T'as pas tort pour le passage du début qui plante la situation. Ça fait un moment que ça me turlupine, parce que j'aime bof les histoires qui démarrent comme ça. J'ai essayé de le laisser le plus court possible, mais j'ai pas encore pris la décision que je préférerais parce qu'elle est compliqué à mettre en place : il faudrait qu je parvienne à distiller ces infos dans les autres chapitres, mais... je crois que j'ai la flemme, pour le moment :'D j'en peux plus de cette partie I. Enfin, il faudra que je m'y résolve un jour, je pense, parce que je suis du même avis que toi.
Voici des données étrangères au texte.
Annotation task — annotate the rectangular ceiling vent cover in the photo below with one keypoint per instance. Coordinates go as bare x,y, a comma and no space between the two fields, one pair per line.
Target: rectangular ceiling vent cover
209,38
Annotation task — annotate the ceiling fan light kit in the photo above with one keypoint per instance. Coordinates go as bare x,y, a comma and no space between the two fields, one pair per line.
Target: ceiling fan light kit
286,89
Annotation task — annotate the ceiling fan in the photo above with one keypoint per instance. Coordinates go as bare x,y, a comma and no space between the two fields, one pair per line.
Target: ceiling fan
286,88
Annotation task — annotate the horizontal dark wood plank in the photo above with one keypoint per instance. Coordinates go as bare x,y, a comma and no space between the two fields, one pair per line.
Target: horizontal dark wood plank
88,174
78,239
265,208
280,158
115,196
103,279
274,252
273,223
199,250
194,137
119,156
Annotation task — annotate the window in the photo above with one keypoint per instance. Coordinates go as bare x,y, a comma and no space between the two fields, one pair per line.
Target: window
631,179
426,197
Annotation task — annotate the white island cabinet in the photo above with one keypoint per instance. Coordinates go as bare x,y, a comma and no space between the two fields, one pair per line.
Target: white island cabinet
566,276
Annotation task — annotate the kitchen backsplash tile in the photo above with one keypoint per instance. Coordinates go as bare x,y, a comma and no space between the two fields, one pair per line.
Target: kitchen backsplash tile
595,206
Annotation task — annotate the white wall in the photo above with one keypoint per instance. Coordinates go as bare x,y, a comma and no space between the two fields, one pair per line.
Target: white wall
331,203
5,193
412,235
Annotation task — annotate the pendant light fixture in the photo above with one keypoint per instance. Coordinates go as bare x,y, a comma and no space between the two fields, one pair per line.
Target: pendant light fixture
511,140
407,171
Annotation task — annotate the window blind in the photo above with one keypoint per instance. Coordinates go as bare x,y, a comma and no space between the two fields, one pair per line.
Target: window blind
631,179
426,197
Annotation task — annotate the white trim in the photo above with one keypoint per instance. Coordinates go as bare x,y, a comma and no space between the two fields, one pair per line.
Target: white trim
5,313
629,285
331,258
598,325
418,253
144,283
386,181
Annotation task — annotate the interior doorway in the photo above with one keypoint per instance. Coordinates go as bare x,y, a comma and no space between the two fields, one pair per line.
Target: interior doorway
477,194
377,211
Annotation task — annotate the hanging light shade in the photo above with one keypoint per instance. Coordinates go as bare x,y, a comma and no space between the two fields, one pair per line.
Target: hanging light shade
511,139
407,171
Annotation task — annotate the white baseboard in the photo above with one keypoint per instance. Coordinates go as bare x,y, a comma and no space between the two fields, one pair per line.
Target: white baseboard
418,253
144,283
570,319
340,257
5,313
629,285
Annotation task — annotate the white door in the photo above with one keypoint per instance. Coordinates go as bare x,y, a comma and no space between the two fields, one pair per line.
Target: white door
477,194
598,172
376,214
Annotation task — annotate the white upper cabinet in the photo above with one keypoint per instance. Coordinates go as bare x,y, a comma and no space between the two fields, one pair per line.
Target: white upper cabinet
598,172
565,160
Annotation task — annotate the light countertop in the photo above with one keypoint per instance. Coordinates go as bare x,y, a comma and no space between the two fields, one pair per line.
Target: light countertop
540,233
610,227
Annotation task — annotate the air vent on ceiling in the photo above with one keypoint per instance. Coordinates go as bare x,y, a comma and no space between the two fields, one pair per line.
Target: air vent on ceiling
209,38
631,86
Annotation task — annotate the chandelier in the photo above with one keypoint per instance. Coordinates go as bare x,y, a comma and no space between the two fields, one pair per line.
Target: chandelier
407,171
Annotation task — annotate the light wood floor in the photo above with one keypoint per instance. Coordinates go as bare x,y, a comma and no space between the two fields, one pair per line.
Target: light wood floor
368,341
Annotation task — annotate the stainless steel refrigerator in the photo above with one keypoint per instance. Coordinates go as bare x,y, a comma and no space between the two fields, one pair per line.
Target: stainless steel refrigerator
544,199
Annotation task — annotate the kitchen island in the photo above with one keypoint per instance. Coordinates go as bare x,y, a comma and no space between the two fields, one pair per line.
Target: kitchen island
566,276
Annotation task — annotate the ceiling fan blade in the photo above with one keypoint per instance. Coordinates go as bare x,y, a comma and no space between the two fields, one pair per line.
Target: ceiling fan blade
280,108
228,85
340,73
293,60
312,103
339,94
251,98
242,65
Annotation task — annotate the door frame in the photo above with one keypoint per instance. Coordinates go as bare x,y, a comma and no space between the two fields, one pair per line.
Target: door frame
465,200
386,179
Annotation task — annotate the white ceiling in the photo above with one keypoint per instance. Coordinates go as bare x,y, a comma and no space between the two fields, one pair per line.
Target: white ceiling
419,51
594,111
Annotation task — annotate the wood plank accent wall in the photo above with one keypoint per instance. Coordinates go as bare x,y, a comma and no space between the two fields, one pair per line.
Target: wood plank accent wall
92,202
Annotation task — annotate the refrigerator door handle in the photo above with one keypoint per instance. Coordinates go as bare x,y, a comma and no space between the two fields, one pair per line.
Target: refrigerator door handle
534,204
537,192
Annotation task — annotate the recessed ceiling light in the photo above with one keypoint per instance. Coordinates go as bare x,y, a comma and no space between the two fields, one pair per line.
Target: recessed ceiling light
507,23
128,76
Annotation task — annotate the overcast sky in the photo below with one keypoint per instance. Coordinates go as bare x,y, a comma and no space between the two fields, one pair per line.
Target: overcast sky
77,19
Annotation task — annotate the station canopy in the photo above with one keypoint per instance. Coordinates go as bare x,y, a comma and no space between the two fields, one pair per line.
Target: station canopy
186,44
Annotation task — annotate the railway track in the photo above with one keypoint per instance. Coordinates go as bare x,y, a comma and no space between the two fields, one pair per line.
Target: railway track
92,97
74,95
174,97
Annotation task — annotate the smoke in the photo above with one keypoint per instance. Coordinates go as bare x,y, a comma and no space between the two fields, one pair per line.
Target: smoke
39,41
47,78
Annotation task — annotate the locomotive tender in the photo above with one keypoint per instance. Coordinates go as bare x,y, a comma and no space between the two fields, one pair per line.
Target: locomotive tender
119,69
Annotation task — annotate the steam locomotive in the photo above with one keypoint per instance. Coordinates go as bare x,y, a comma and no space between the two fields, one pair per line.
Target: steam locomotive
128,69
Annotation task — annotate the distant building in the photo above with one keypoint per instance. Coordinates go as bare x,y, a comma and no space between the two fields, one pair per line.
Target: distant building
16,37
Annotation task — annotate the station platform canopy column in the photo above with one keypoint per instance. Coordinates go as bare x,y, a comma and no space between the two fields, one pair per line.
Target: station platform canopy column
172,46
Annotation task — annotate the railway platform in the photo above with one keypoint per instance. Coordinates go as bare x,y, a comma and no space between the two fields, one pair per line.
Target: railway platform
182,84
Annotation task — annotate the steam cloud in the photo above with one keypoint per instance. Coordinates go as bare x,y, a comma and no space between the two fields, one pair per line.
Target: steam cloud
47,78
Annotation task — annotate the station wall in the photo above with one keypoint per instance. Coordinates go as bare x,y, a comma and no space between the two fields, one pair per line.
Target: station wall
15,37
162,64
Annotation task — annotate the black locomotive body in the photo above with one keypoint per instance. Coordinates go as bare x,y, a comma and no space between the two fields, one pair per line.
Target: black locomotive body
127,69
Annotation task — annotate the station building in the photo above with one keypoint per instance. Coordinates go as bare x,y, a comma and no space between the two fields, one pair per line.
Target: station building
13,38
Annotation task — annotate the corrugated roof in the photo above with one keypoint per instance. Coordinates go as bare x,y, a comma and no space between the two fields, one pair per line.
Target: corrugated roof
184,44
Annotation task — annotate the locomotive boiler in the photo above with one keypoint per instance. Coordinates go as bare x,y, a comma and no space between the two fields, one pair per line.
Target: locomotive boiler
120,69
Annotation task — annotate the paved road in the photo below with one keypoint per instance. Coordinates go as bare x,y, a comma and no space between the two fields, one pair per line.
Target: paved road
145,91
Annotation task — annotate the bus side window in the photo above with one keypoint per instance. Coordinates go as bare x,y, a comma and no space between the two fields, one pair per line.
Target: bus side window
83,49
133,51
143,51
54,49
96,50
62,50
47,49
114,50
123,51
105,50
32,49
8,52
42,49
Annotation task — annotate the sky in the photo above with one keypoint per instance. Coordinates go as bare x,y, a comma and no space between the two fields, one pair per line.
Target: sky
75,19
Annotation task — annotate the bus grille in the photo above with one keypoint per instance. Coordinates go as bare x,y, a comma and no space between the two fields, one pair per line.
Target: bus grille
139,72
Pour ce qui est des changements de point de vue... Rah là là, c'est compliqué tout ça. À la fois je suis d'accord que c'est un des trucs à traquer dans une histoire, surtout quand on est "amateur", que ça fait toujours un peu bizarre et tout... Mais à la fois, ça colle avec ce que je voulais faire de cette histoire au niveau de la narration. On m'a dit une fois qu'il y avait quelque chose de "cacophonique" dans cette façon d'écrire, comme si toutes les voix des personnages se mêlaient, et je crois que c'est vraiment ça que je veux ! Le problème, c'est bien sûr que tant que je ne maîtriserai pas ça à la perfection (et je sais même pas si c'est possible xD) eh bien ces changements de point de vue auront effectivement une allure de, disons, fautes à corriger. Donc il faudrait que je retravaille (encore, toujours), mais j'aimerais bien réussir à conserver ça. Tu vois, par exemple dans cette conversation Endrin-Andrev, j'aime bien que le point de vue bondisse de l'un à l'autre parce que j'y vois plein de raisons : ils sont agités, Endrin préférerait peut-être se trouver ailleurs, Andrev lui aimerait bien savoir ce qu'elle pense... C'est mouvementé dans leurs têtes, quoi ! J'aimerais bien réussir à faire en sorte que ces changements de pdv fassent partie de ce qui illustre leurs états d'esprit respectifs. Mais bon euh... Clairement je me simplifie pas la vie et je serai peut-être forcée de renoncer à ça un jour :') Donc merci pour ta remarque, elle me sera utile en temps voulu !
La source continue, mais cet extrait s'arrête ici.